Женщина всхлипывает. Зажмурившись, она трет пальцем брови и качает головой. Ей очень страшно.
— Перестань, мамочка! — кричит девочка. — Перестань любить его! — она уже почти визжит. — Перестань, перестань его любить, перестань!
Женщина всхлипывает громче. Девочка забивается в угол, ее трясет от ужаса, с одежды капает вода. На ковре медленно возникает мокрое пятно, кажется, это просто от дождя протекает крыша. Женщина смотрит на потолок, там набухают серебристые капли, они с мерным стуком падают вниз.
За спиной рев:
— Ты с ним встречаешься! — Капли разом хлынули с потолка, она промокает до нитки. — С этим приезжим!
Она качает головой и закрывает лицо руками. Плачет.
— Потаскуха! Ты думаешь, раз я умер, можно… можно…
— Я тебя не люблю, — бормочет она, — я тебя не люблю, я тебя…
— Любишь. Смотри, вот он я, здесь я.
Ни звука. Может, все, что она видит, — лишь плод воображения? Нет. Женщину хватают за волосы и тащат в темную глубину комнаты, она кричит от боли и ужаса. На нее с размаху наваливается огромная тень, женщина выставляет перед собой дрожащие руки, она пытается защититься от беснующегося мужа.
Клаудия уронила ручку и посмотрела в окно.

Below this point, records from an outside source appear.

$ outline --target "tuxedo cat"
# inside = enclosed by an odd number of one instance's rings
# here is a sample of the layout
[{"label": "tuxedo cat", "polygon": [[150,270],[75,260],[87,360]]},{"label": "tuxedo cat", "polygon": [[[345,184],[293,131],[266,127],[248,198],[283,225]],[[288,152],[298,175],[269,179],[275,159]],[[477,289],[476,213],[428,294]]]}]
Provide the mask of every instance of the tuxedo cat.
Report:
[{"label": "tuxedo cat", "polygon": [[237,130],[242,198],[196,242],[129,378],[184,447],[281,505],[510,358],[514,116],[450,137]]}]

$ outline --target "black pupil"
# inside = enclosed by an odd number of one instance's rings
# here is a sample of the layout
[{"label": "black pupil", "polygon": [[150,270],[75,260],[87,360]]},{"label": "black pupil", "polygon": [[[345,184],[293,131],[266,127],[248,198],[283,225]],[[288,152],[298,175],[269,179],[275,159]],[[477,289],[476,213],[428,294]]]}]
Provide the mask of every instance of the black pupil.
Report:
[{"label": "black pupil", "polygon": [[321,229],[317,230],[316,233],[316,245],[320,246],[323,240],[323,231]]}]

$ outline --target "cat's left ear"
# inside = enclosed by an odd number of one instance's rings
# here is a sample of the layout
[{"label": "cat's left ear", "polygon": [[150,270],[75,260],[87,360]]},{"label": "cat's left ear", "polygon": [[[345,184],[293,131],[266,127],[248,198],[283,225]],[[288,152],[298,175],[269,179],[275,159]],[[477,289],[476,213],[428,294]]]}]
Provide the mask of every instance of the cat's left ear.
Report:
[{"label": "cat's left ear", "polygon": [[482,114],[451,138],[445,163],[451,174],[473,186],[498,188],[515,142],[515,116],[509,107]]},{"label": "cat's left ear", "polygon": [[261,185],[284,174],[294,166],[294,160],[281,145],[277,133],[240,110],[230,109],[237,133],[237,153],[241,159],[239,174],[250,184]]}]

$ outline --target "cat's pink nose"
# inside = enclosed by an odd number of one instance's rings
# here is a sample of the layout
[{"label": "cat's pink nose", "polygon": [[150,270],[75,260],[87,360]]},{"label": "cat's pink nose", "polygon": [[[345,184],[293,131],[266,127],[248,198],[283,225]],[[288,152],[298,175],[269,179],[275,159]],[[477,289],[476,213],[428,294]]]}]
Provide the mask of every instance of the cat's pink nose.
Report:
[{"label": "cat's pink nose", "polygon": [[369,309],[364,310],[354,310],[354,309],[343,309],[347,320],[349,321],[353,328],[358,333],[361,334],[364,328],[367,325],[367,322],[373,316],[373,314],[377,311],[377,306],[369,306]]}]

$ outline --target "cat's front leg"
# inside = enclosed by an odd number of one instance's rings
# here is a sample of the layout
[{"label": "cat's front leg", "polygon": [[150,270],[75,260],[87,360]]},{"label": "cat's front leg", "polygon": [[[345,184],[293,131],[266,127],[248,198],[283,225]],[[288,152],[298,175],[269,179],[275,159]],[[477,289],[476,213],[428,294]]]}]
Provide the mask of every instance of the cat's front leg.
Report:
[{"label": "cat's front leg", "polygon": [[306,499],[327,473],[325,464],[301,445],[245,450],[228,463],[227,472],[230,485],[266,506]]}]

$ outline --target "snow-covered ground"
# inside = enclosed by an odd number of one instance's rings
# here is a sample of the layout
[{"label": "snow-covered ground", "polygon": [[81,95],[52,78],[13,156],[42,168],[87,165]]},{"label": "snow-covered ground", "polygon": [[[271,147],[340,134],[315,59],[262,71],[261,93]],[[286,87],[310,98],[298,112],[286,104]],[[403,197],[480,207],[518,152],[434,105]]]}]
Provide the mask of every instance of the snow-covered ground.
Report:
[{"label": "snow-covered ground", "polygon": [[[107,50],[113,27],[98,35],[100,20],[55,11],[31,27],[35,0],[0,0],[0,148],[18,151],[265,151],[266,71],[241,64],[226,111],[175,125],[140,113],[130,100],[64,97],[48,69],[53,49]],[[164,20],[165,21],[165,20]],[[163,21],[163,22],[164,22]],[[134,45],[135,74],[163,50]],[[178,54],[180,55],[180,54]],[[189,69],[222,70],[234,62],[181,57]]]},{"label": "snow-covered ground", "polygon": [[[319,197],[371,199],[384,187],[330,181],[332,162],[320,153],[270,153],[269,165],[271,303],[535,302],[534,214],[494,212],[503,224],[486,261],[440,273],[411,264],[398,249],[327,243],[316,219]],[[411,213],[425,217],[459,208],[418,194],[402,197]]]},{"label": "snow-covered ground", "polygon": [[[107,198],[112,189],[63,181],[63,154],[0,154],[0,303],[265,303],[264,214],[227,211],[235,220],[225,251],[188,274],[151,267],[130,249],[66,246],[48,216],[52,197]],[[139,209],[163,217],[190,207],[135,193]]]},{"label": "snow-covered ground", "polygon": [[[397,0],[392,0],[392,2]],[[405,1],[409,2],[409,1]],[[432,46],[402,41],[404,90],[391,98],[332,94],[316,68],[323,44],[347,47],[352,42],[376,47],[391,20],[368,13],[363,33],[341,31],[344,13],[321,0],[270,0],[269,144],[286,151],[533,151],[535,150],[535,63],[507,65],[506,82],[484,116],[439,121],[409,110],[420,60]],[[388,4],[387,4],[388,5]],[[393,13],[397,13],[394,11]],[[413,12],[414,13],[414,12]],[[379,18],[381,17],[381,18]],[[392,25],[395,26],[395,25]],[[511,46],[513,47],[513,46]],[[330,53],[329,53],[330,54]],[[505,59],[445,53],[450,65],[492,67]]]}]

Пальцы устали писать. В стекле отражалась Джессика, она стояла сзади, на границе между могучей тьмой и хрупким светом.
— Мамочка, ты уснула?
— Не знаю, деточка. Разве?
— Я иногда не могу понять, мам. Как ты думаешь, это важно?
— Что важно?
— Настоящая я или нет. Мам, я не знаю, то ли я есть, то ли нет меня.
Дождь монотонно барабанил по воде. Океан казался угольно-черным, миллионы искорок тускло блестели на поверхности. На бетонном причале у привязанных лодок скучали часовые, доски тихо поскрипывали всякий раз, как набегала волна. Военные в макинтошах защитного цвета осматривали в бинокли прибрежную зону.